Third parties can be added to smart contracts to provide security, much like the fraud detection service of a bank or credit card company.

Additional signers could also be included to provide security in the case that the owner of cryptocurrency is afraid of having their single spending key lost or stolen. When used this way, the owner of the funds will contract with a service that agrees to follow certain security rules before cosigning any spending transactions. For example, the service might agree to call the customer to verify requests to spend any amount over some threshold. This sort of security arrangement adds protections similar to what banks and credit card companies currently provide. Companies like Casa and Xapo offer custodial services to banks and individuals using this multi-signature pattern.

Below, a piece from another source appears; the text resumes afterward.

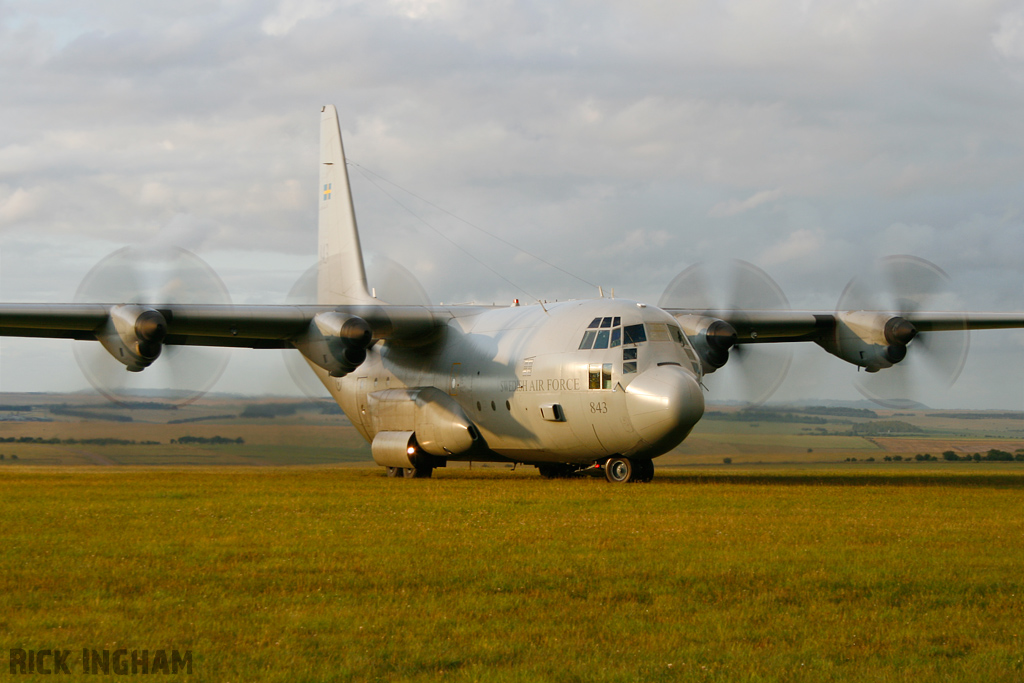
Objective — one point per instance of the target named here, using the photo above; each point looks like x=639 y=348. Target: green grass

Prediction markets can also use multi-signature smart contracts. In this case, the third party would be a so-called oracle. While an escrow agent or arbitrator co-signs individual contracts, an oracle publishes their signature to verify a predefined fact or range of outcomes that any number of smart contracts can have written into their scripts. For example, an oracle could cryptographically publish the closing price of IBM stock. Any two traders can now write a smart contract to make a bet on how the price will change. Each trader would add some value to a shared address and sign smart contracts that use the price data published by the oracle to determine at the end of the day how much each trader gets from the shared address. If the IBM stock price goes up, more value goes to the trader that predicted the price would rise. Tadge Dryja’s Discreet Log Contracts (DLC) project is a promising examples of how this kind of system could be implemented.

Oracles, third parties that provide information about real-world events, can be written into smart contracts for transactions that depend on certain outcomes for execution.

Smart contracts that use oracles to interpret real world situations can also implement different kinds of parametric insurance contracts. For example, the company World Cover has examined how blockchains can improve the privacy of parametric crop insurance. This type of insurance can also operate in a similar way to our stock trading example, but instead of publishing the price of IBM stock at the close of the day, a weather oracle would publish specific rainfall numbers for different locations at the end of each growing season. The goal of using smart contracts for crop insurance would be to make it more accessible to farmers in the poorest parts of the world by lowering management costs and expanding the potential pool of investors and policyholders.

All the contracts described above ultimately only move native blockchain value from one account to another. However, through the safety of time locks and the external control provided by multi-signature signing authority we can construct a wide variety of practical smart contracts. From buying a cup of coffee to insuring the coffee bean harvest, blockchain native smart contracts can serve many important real world use cases.